To be an actor, a lot of times it's a strange combination of high confidence and low self-esteem. Which is a weird combination to have, but I think it's sort of very common among actors.

I was lucky enough to be a "type." Sort of a bad-guy type at the time, because I was tall and I had dark eyes. A lot of times, you don't have to be good; you just have to be the right type.

I guess show business is a lot like baseball: "Wait until next year!" You just never know. Some of the shittiest shows I've ever seen run forever, and some of the best things never get a chance.

I went to UC Berkeley. I graduated in 1976, immediately moved to L.A. with a degree in English - which did no more for you then than it does for you now - then sold real estate and did theater for nine years.

I have nothing bad to say about Hulk Hogan. In fact, compared to what I have seen in the press and all the high jinks of his life, I didn't see any of that coming, man. He was just a businessman who worked out.

I am not a member of the chamber of commerce for show business, believe me, but there are some really good people in the business, and [Tom] Hanks has this everyman decency onscreen, but he actually is that guy.

I was selling real estate at the time, in Pacific Palisades, California, so imagine that: getting a note and a bottle of champagne from Jack Nicholson when I'd barely made a dime as an actor. It really kept me going.

When real actors are approaching their work, we could be on a little stage somewhere, doing community theater. It's all the same. They're just trying to make the scene work.
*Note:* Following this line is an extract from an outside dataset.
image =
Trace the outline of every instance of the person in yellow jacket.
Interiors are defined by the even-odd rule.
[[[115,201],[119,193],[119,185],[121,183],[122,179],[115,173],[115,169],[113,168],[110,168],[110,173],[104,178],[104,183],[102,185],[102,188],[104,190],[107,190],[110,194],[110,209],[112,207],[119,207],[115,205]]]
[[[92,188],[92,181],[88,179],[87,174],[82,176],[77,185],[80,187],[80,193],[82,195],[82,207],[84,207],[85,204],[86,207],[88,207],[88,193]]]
They're just trying to do the best they can and figure it out.

Probably my favorite job that I've ever had and probably will have - although I'm reserving judgment on 'Manhattan Love Story,' Tuesday nights at 8:30 on ABC, because it's pretty fun so far - is 'Psych,' which I did for four or five years.

I was in college, I thought I was going to be a lawyer, I met this girl named Laura who was the most beautiful girl I had ever known, and she was taking an acting class, so I decided to take the same acting class. And I was a terrible actor in college.

I grew up as a very sarcastic person. I was always the class clown, and to date girls, I had to be really funny. I was really skinny growing up. I was so thin, I had to run around in the shower to get wet. That kind of thin. So I always had to rely on humor and sarcasm.

Playing Destroyo, who was sort of a 'Silence Of The Lambs' type character, I'd say I was wearing about 50 pounds of rubber and foam rubber and makeup. But I had no idea who The Tick was. I'm not a big graphic-novel guy. I don't even know if 'The Tick' was a graphic novel!

I'm not curing cancer. I'm not saving lives. It's my job. I'm an actor. It's a good, fun job. People enjoy it, but there are many other people who are doing so many things that are more worthwhile. I just don't see anything that special about it. I see it as entertaining.

I had no idea that, when you audition for television or movies, you go to a big building - like, an office building - and you walk in the room, and everybody, I assumed, was smarter than me and better than me, and there's actors you recognize. I once fainted at an audition.

Paul Michael Glaser was very nice to me, and I was again told, "Do less and less and less and less." And I still was bad! I can't believe I kept getting hired after some of these things I did! It's baffling to me. I'll go back and look at it, and I can't even watch it [Running man film].

I also remember that Snoop Dogg visited the set in New York, with a joint in his mouth that looked like a cigar. There's your anger management. I thought, "Isn't he going to get arrested?" It was like he lived on another planet. God bless him, he was very nice. Who wouldn't be nice when you're that stoned?

Most of my experiences have been positive. I know I live a very good life. I'm severely overpaid, but there are people who are much more overpaid than I am. I've been very lucky, and I know that, because I see guys all the time who are struggling and can't make a dime, and they're much better actors than me.

If I had not lived the life I had lived and did not have the wife I have and the children I have, I would never know how to play that role [of Dr. Bedsloe], and I wouldn't have any of those qualities. It's a real example of how it is true that the camera catches everything. Even the stuff you're trying to hide.